文凭办理《原版美国USU学位证书》犹他州立大学毕业证制作成绩单修改
文凭办理《原版美国USU学位证书》犹他州立大学毕业证制作成绩单修改文凭办理《原版美国USU学位证书》犹他州立大学毕业证制作成绩单修改
文凭办理《原版美国USU学位证书》犹他州立大学毕业证制作成绩单修改
 
Reinventing Corporate Philanthropy_ Strategies for Meaningful Impact by Leko ...
Reinventing Corporate Philanthropy_ Strategies for Meaningful Impact by Leko ...Reinventing Corporate Philanthropy_ Strategies for Meaningful Impact by Leko ...
Reinventing Corporate Philanthropy_ Strategies for Meaningful Impact by Leko ...
 
CALL ON ➥8923113531 🔝Call Girls Rajajipuram Lucknow best sexual service
CALL ON ➥8923113531 🔝Call Girls Rajajipuram Lucknow best sexual serviceCALL ON ➥8923113531 🔝Call Girls Rajajipuram Lucknow best sexual service
CALL ON ➥8923113531 🔝Call Girls Rajajipuram Lucknow best sexual service
 
办理国外毕业证学位证《原版美国montana文凭》蒙大拿州立大学毕业证制作成绩单修改
办理国外毕业证学位证《原版美国montana文凭》蒙大拿州立大学毕业证制作成绩单修改办理国外毕业证学位证《原版美国montana文凭》蒙大拿州立大学毕业证制作成绩单修改
办理国外毕业证学位证《原版美国montana文凭》蒙大拿州立大学毕业证制作成绩单修改
 
CALL ON ➥8923113531 🔝Call Girls Adil Nagar Lucknow best Female service
CALL ON ➥8923113531 🔝Call Girls Adil Nagar Lucknow best Female serviceCALL ON ➥8923113531 🔝Call Girls Adil Nagar Lucknow best Female service
CALL ON ➥8923113531 🔝Call Girls Adil Nagar Lucknow best Female service
 
Lucknow 💋 High Class Call Girls Lucknow 10k @ I'm VIP Independent Escorts Gir...
Lucknow 💋 High Class Call Girls Lucknow 10k @ I'm VIP Independent Escorts Gir...Lucknow 💋 High Class Call Girls Lucknow 10k @ I'm VIP Independent Escorts Gir...

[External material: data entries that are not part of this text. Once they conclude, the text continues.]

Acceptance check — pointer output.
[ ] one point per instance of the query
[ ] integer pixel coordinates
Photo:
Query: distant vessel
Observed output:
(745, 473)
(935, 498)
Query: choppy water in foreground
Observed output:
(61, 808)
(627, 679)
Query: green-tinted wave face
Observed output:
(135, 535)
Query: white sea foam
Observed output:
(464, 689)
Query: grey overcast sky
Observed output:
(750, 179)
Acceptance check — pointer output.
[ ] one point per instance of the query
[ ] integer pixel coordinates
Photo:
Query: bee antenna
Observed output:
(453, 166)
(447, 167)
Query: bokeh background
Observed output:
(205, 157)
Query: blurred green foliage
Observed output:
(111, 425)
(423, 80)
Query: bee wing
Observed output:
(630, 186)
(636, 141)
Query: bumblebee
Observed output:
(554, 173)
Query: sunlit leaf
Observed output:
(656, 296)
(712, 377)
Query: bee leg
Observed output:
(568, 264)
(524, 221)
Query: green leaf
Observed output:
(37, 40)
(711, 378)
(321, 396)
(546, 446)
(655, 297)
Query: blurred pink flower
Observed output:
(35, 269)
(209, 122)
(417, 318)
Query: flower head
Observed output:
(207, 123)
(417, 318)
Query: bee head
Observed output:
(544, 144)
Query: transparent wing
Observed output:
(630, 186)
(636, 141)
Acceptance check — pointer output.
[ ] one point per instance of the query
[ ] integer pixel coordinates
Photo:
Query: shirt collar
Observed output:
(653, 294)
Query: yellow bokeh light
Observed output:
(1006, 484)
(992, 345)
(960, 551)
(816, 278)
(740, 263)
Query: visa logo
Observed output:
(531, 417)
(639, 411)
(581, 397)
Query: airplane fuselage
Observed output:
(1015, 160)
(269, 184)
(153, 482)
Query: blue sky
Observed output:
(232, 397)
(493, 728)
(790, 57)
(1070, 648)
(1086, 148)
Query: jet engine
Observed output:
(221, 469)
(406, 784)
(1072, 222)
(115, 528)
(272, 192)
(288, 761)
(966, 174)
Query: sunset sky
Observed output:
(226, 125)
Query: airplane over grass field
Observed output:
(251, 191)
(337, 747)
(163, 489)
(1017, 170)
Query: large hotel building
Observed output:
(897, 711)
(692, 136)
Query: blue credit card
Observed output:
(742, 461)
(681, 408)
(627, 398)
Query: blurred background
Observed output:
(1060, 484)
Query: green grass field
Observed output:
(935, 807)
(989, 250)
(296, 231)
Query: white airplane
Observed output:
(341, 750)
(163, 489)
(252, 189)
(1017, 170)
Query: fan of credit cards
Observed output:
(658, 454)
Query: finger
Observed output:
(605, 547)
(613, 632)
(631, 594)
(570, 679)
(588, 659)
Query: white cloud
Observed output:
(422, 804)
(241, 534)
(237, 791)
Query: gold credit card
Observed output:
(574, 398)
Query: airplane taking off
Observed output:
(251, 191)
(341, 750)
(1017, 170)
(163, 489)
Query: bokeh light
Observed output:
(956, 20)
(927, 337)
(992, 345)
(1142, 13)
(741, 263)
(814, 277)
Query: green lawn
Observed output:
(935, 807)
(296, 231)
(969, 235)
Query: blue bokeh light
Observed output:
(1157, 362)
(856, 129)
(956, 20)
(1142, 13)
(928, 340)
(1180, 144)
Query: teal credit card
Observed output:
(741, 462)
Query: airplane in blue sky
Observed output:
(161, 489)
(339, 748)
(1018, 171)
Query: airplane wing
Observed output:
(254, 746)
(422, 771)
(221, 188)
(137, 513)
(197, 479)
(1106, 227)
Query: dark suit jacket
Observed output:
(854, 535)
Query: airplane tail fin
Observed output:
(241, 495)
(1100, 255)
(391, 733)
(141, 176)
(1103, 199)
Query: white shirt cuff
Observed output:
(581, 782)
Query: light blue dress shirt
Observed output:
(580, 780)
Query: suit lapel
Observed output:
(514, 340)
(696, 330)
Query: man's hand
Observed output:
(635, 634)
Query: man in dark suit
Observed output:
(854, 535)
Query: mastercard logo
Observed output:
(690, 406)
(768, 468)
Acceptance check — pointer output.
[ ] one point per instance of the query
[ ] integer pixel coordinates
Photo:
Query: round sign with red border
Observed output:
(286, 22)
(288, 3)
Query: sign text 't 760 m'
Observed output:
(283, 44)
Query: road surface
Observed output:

Lucknow 💋 High Class Call Girls Lucknow 10k @ I'm VIP Independent Escorts Gir...
 
LC_YouSaidYes_NewBelieverBookletDone.pdf
LC_YouSaidYes_NewBelieverBookletDone.pdfLC_YouSaidYes_NewBelieverBookletDone.pdf
LC_YouSaidYes_NewBelieverBookletDone.pdf
 
Call Girls In Andheri East Call US Pooja📞 9892124323 Book Hot And
Call Girls In Andheri East Call US Pooja📞 9892124323 Book Hot AndCall Girls In Andheri East Call US Pooja📞 9892124323 Book Hot And
Call Girls In Andheri East Call US Pooja📞 9892124323 Book Hot And
 
CALL ON ➥8923113531 🔝Call Girls Mahanagar Lucknow best sexual service
CALL ON ➥8923113531 🔝Call Girls Mahanagar Lucknow best sexual serviceCALL ON ➥8923113531 🔝Call Girls Mahanagar Lucknow best sexual service
CALL ON ➥8923113531 🔝Call Girls Mahanagar Lucknow best sexual service
 
REFLECTIONS Newsletter Jan-Jul 2024.pdf.pdf
REFLECTIONS Newsletter Jan-Jul 2024.pdf.pdfREFLECTIONS Newsletter Jan-Jul 2024.pdf.pdf
REFLECTIONS Newsletter Jan-Jul 2024.pdf.pdf
 
call girls in candolim beach 9870370636] NORTH GOA ..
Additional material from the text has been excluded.